Auch das konzentrierte Arbeiten in stressigen und lauten Redaktionen fiele mir viel leichter. Wenn ich mir das linke Ohr auch noch abdichte und den visuellen Telefonklingelalarm abstelle, könnte mich überhaupt nichts mehr stören. Vielleicht gelängen mir dann endlich einmal ein paar anständig recherchierte Texte. Meine schwache Lunge, unter der ich leide, seit das Kinderasthma mich fast hinweggerafft hatte, brachte mir ebenfalls unter dem Strich nur Vorteile: Ich rauche nicht, denn nach einem Abend mit Zigaretten bin ich am Morgen so kurzatmig wie Jopi Heesters und kann darum nur noch in Drei-Wort-Sätzen sprechen. Die Befreiung vom Sportunterricht, die ich als Schülerin genoss, habe ich kurzerhand selbstständig bis ins Erwachsenenalter ausgedehnt. Und manchmal, wenn ein Loch im Geldbeutel droht, stelle ich mich als Pharmaprobandin für Anti-Asthmamittel-Studien zur Verfügung und lerne dabei sehr nette Lungenkranke kennen, mit denen man in der meersalzhaltigen Luft der Nordseeküste spazieren gehen kann.

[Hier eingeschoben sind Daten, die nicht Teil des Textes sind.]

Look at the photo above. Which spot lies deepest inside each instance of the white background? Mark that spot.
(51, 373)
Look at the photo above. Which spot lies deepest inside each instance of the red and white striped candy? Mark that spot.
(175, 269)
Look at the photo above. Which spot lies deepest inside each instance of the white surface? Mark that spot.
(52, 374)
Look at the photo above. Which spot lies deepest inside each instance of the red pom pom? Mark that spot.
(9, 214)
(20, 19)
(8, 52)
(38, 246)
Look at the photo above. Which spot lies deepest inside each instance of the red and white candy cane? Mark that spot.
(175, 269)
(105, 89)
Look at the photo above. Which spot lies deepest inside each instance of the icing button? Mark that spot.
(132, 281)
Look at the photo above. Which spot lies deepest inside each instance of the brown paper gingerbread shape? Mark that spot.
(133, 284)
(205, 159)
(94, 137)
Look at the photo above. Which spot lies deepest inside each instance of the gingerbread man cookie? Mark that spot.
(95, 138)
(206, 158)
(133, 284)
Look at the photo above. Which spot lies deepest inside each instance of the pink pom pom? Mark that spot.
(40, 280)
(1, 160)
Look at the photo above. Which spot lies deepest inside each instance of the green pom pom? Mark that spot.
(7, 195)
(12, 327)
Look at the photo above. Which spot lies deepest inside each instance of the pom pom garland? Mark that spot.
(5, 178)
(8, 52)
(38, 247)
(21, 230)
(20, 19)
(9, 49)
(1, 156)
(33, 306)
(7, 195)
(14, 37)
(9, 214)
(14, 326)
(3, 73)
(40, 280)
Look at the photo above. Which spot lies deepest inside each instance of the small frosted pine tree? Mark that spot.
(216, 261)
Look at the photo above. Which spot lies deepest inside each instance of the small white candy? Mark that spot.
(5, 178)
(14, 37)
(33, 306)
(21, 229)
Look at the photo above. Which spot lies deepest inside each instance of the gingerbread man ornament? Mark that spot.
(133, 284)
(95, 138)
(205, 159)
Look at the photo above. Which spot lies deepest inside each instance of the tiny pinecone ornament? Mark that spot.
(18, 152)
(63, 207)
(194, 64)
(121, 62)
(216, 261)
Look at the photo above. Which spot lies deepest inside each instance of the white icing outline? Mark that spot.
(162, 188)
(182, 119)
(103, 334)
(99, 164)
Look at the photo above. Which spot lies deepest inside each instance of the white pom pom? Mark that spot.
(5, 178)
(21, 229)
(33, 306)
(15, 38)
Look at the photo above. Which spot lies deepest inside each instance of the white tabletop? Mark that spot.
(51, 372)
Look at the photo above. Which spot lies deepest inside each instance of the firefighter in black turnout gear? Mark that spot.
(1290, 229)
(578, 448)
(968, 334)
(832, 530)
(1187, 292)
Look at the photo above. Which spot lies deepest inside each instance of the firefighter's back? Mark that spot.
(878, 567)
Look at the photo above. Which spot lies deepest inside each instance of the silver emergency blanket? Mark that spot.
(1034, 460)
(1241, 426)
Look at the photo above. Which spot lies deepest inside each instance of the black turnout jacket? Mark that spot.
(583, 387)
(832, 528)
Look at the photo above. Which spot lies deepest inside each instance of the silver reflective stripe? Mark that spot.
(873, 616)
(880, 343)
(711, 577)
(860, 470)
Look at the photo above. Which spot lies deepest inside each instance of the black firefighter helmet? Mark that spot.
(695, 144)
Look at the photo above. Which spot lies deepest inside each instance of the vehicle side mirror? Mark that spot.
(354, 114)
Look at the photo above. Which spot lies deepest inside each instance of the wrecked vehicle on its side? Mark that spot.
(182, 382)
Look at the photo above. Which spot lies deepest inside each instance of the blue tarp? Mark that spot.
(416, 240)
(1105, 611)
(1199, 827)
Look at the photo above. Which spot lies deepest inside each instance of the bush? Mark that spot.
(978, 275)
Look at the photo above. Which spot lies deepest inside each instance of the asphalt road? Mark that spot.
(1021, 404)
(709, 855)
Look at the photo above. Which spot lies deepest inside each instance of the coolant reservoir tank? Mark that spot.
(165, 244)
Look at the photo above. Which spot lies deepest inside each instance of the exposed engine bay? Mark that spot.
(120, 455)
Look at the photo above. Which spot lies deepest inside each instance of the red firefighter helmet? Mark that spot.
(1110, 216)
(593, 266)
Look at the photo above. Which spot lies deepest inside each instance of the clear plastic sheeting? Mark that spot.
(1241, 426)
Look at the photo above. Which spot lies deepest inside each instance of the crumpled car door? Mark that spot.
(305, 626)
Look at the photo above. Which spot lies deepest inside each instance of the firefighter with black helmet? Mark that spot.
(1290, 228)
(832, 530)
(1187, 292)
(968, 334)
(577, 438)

Außerdem kann ich mir ein Leben ohne ÄrztInnen überhaupt nicht vorstellen. Die zehn Euro (oder fünfzig, wenn man ein paar Mal den Notarzt rufen muss) pro Quartal sind ein geringer Preis für intensive und effektive Verabredungen. Wo hat man das sonst schon, dass sich jemand „10.30 Uhr Zylka“ in seine Agenda einträgt und bei dem darauf folgenden Treffen wirklich daran interessiert ist, wie es einem geht? Natürlich sehe ich, dass das keine kostenlosen Freundschaften sind, sondern die Teilnahme an einem riesigen, verzwickten Geflecht namens Gesundheitssystem. Aber welche Freundschaften sind heutzutage schon kostenlos? In letzter Zeit kommen meine angeblichen Umsonst-FreundInnen auch nur noch, wenn ich Kuchen gekauft habe. Vielleicht rede ich ihnen zu viel über meine Krankheiten.